Wafer trading prices keep declining this week, coming in at RMB 2.78-2.8/piece and RMB 3.7/piece for p-type M10 and p-type G12 wafers, respectively. For n-type wafers, prices sit at RMB 2.88-2.9/piece for M10 ones. Due to vigorous demand for half-wafers, supply for n-type G12 wafers seems tight. For full-n-type G12 wafers, prices stabilize at RMB 4.2/piece, given most buyers are from non-China markets and that TOPCon cell manufacturers are few in China.
In the short term, wafer prices will continue declining slowly but with little room for further price drops as they near the break-even point. If manufacturers cut production as planned, prices may stabilize. Mild rebound resulting from excess production cuts are likely to reoccur.
Cell
After the Mid-Autumn Festival and the National Day holiday, cell trading prices continue plunging due to pressures from module price declines and rising cell inventory levels. Cell manufacturers stop giving quotes after offering lower quotes but in vain every day. Chaotic price trends among cells of high and low efficiency persist.
Cell prices slump this week by 4-7% from last week’s level to RMB 0.6/W and RMB 0.65/W for p-type M10 and G12 cells, respectively. Guided by leading module manufacturers, trading prices for p-type M10 and G12 cells renewed again today, each to RMB 0.58-0.59/W and RMB 0.6-0.61/W. The new trading price range will become mainstream trading later this week.
For n-type cells, M10 TOPCon cell prices decline by 4-5% to RMB 0.64-0.65/W. N-type cell prices are RMB 0.05/W higher than p-type ones. G12 HJT cells, mostly for in-house use and less for external sales, see prices stabilize at RMB 0.8/W.

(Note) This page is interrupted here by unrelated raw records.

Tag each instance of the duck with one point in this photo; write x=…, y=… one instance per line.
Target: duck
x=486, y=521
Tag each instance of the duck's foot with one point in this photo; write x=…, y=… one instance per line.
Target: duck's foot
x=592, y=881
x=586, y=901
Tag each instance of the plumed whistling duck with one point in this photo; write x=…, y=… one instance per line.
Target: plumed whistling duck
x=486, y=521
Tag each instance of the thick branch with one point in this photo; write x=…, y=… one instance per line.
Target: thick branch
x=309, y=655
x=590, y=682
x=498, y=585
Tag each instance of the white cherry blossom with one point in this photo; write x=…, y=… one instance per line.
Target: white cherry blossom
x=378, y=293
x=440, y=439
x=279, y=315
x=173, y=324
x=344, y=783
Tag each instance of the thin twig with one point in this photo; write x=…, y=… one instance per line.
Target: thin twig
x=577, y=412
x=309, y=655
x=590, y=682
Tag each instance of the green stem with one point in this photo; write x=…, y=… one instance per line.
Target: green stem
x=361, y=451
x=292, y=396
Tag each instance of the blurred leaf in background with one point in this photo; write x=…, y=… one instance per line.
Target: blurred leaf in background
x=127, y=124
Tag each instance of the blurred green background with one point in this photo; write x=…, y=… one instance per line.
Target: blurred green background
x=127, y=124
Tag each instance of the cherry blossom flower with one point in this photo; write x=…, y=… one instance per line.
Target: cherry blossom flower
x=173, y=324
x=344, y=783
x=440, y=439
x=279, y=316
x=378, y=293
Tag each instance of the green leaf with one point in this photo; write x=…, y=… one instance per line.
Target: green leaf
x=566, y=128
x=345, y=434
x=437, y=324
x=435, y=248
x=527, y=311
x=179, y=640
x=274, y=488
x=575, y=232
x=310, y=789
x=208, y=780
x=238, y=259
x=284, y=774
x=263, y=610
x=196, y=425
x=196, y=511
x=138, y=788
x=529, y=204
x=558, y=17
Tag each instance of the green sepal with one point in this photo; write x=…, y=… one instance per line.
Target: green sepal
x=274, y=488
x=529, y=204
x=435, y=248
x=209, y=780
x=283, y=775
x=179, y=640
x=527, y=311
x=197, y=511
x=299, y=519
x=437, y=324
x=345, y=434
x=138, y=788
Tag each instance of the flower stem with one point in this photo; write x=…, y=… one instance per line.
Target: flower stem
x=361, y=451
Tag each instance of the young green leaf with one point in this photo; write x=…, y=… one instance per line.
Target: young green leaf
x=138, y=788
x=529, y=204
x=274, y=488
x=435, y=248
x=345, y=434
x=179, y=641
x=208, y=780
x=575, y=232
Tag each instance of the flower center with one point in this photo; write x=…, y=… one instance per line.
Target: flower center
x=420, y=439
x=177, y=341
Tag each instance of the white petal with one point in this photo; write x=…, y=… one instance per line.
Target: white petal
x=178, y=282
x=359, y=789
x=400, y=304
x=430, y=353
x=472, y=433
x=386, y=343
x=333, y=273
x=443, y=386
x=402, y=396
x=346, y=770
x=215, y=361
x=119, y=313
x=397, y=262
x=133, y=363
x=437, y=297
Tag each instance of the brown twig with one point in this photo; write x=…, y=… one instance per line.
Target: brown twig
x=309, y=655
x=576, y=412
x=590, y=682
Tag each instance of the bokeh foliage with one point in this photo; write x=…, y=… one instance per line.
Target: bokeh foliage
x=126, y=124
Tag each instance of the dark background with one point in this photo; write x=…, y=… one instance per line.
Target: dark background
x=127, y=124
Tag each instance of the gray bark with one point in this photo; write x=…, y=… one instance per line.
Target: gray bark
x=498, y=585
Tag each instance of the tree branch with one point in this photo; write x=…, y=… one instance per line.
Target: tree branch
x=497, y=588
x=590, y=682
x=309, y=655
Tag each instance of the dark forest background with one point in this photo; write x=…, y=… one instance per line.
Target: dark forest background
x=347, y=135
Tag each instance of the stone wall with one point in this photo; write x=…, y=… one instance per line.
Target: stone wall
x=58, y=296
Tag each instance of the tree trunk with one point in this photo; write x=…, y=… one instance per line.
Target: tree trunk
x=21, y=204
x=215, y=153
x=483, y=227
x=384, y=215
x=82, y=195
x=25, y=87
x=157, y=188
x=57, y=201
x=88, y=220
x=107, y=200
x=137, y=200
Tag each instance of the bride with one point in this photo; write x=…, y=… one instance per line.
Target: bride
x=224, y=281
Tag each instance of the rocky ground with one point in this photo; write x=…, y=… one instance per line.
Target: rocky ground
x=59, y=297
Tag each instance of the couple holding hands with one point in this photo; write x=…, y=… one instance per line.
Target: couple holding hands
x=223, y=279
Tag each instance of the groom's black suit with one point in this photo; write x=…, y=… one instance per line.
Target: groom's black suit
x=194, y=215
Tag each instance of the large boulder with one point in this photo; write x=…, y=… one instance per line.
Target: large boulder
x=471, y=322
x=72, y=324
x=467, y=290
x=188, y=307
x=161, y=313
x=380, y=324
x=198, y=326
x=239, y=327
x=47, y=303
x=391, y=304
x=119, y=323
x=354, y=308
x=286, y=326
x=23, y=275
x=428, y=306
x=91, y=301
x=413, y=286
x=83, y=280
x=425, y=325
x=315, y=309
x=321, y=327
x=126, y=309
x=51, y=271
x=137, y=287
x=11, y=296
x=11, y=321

With a superior price-performance ratio and the premium due to supply-demand mismatch, G12 cells post a 10% better profitability than M10 ones. As inventory piles up, whether markedly reduced prices can boost inventory depletion requires further observation. Future production cuts are likely.
Module
Given supply chain fluctuations and weaker-than-expected demand, module prices drop due to excess supply and the absence of a significant increase in global demand as projected before the holiday. End users return to a holding pattern. Average prices for glass-backsheet modules fall to RMB 1.15-1.18/W this week. Tier-1 module makers keep taking new orders at lower prices, more at RMB 1.14-1.15/W this week. Some Tier-2 and Tier-3 manufacturers sustain prices at RMB 1.18-1.2/W out of cost concerns. Still, the low-price range will purportedly approach RMB 1/W in the fourth quarter.
For non-China markets, Chinese exporters deliver products at USD 0.14-0.15/W (FOB). In Asia-Pacific, module makers deliver at USD 0.14-0.15/W. In India, prices for local modules come in at USD 0.23-0.25/W. In Europe, spot prices come in at EUR 0.13-0.15/W, with modules with black backsheets possessing a premium of EUR 0.01-0.02/W. With orders signed prior to deliveries, modules for ground-mounted projects in the U.S. see prices hold steady at USD 0.38-0.4/W (DDP). Presently, the price disparity between modules for ground-mounted projects and distributed generation projects is rather huge, sitting at USD 0.28-0.4/W (DDP).
For TOPCon n-type modules, prices come in at RMB 1.2-1.32/W with a premium of USD 0.008-0.01/W against PERC ones in non-China markets.
For HJT modules, prices are little changed, sitting at RMB 1.38-1.48/W in China and RMB 1.35-1.38/W for low-efficiency ones. In non-China markets, prices stabilize at USD 0.18-0.19/W.